All of lore.kernel.org
 help / color / mirror / Atom feed
From: Vladimir Sementsov-Ogievskiy <vsementsov@virtuozzo.com>
To: Eric Blake <eblake@redhat.com>,
	"qemu-devel@nongnu.org" <qemu-devel@nongnu.org>,
	"qemu-block@nongnu.org" <qemu-block@nongnu.org>
Cc: "armbru@redhat.com" <armbru@redhat.com>,
	"fam@euphon.net" <fam@euphon.net>,
	"stefanha@redhat.com" <stefanha@redhat.com>,
	"mreitz@redhat.com" <mreitz@redhat.com>,
	"kwolf@redhat.com" <kwolf@redhat.com>,
	"pbonzini@redhat.com" <pbonzini@redhat.com>,
	Denis Lunev <den@virtuozzo.com>
Subject: Re: [Qemu-devel] [PATCH] block: don't probe zeroes in bs->file by default on block_status
Date: Fri, 11 Jan 2019 10:13:17 +0000	[thread overview]
Message-ID: <b9bcc040-3831-d250-4b7f-ffe27984e243@virtuozzo.com> (raw)

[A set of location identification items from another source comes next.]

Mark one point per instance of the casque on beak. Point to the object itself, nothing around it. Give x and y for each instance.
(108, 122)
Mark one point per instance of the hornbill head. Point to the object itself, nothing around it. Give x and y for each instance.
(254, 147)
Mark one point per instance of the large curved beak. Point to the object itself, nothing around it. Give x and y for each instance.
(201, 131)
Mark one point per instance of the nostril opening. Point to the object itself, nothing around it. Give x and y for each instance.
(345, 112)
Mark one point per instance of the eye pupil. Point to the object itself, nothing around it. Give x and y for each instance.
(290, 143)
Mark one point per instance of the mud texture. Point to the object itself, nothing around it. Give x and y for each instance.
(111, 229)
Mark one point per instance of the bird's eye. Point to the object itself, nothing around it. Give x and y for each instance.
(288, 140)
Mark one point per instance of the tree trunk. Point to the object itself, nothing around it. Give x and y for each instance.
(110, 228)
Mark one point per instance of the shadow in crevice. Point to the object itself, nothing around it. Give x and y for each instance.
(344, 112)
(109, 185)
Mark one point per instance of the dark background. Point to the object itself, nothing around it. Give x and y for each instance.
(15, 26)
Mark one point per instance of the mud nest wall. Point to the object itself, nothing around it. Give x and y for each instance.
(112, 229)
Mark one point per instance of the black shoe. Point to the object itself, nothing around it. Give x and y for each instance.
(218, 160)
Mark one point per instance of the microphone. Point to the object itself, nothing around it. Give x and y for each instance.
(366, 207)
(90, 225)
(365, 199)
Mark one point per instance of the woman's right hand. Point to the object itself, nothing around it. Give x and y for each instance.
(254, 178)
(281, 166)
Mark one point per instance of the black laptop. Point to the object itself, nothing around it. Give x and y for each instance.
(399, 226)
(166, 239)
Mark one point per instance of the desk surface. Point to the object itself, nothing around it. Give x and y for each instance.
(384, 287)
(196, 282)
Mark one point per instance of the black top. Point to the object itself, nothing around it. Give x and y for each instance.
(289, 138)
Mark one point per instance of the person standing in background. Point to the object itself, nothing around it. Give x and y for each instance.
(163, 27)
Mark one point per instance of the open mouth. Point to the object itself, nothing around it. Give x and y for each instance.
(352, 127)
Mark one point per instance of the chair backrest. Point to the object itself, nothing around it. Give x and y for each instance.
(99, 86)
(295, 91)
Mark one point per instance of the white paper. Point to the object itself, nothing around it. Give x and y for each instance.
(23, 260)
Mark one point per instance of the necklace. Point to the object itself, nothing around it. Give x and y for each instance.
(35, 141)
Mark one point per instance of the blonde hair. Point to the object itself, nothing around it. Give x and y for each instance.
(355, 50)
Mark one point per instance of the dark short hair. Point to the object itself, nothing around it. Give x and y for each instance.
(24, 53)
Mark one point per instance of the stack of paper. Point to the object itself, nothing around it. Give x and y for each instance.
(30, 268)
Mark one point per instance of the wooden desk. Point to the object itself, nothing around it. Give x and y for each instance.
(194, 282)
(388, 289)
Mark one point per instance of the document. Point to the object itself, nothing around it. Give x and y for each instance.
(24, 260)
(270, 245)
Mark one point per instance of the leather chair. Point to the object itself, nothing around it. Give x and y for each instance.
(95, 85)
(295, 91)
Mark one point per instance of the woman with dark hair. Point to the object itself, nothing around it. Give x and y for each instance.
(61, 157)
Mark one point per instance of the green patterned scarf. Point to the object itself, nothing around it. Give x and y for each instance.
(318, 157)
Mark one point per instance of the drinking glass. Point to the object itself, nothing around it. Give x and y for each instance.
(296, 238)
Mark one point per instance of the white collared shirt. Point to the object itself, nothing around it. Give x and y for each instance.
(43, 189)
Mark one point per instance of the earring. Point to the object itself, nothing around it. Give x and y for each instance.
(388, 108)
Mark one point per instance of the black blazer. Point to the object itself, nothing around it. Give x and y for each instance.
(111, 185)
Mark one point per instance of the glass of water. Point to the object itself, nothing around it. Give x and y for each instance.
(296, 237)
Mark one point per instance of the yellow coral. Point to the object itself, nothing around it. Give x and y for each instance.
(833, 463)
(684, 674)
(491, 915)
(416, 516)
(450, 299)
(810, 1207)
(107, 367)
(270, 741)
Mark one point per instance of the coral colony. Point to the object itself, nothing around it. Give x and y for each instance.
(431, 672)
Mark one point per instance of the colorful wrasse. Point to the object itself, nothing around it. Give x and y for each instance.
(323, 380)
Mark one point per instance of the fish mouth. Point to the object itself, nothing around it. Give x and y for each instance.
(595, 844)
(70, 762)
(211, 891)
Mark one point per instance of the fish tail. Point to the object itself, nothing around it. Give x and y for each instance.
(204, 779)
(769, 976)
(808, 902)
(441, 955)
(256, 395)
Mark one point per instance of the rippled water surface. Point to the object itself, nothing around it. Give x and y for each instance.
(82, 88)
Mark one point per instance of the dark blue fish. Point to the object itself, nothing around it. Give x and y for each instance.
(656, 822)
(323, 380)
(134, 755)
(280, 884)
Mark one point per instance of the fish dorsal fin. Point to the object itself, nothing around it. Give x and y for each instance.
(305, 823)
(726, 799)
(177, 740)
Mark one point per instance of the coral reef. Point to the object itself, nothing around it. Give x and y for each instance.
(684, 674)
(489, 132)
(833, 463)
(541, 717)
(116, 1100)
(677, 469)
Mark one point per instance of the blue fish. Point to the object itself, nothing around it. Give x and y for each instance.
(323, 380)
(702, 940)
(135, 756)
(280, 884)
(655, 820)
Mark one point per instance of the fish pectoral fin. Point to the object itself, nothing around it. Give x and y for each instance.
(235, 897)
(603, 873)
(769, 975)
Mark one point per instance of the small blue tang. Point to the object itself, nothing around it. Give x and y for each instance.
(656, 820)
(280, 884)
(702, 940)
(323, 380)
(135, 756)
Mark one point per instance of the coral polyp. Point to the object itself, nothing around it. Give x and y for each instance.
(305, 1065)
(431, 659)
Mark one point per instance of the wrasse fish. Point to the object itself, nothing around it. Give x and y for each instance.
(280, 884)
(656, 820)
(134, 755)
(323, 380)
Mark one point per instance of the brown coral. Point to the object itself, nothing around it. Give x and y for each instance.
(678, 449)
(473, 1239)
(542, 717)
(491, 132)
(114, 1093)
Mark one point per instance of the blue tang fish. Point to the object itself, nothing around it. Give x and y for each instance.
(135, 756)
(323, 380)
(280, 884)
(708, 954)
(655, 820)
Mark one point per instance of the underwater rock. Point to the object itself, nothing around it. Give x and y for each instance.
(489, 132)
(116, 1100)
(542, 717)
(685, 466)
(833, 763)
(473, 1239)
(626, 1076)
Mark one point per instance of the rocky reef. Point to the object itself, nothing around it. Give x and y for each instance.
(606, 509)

In-Reply-To: <2ad46997-01aa-7a7a-ed53-4463a60ca564@virtuozzo.com>

11.01.2019 10:54, Vladimir Sementsov-Ogievskiy wrote:
> 10.01.2019 23:51, Eric Blake wrote:
>> On 1/10/19 7:20 AM, Vladimir Sementsov-Ogievskiy wrote:
>>> drv_co_block_status digs bs->file for additional, more accurate search
>>> for hole inside region, reported as DATA by bs since 5daa74a6ebc.
>>
>> s/region, reported/regions reported/
>>
>>>
>>> This accuracy is not free: assume we have qcow2 disk. Actually, qcow2
>>> knows, where are holes and where is data. But every block_status
>>
>> Not quite true. qcow2 knows where some holes are, but does not know if
>> there are even more holes hiding in the sections marked data (such as
>> because of how the disk was pre-allocated).
>>
>>> request calls lseek additionally. Assume a big disk, full of
>>> data, in any iterative copying block job (or img convert) we'll call
>>> lseek(HOLE) on every iteration, and each of these lseeks will have to
>>> iterate through all metadata up to the end of file. It's obviously
>>> ineffective behavior. And for many scenarios we don't need this lseek
>>> at all.
>>
>> How much performance can we buy back without any knobs at all, if we
>> just taught posix-file.c to cache lseek() results?  That is, when
>> visiting a file sequentially, if lseek(fd, 0, SEEK_HOLE) returns EOF on
>> our first block status query, then all subsequent block status queries
>> fall within what we know to be data, and we can skip the lseek() calls.
> 
> EOF is bad mark I think. We may have a small hole not far from EOF, which
> will lead to the same performance, but not EOF returned.
> 
> I think, proper implementation of lseek cache should work, but it is more
> difficult than just disable lseek. And in scenarios without preallocation
> we don't need lseek, so again better is disable it.
> 
> And I don't sure that qemu is a proper place for lseek optimizations.
> 
> And another way may be to select cases when fiemap is safe and use it.
> 
> Again, for scenarios when we don't need nor lseek, nor fiemap, neither
> cache for them the best option is not use them.
> 
>>
>>>
>>> So, let's "5daa74a6ebc" by default, leaving an option to return
>>
>> s/let's/let's undo/
>>
>>> previous behavior, which is needed for scenarios with preallocated
>>> images.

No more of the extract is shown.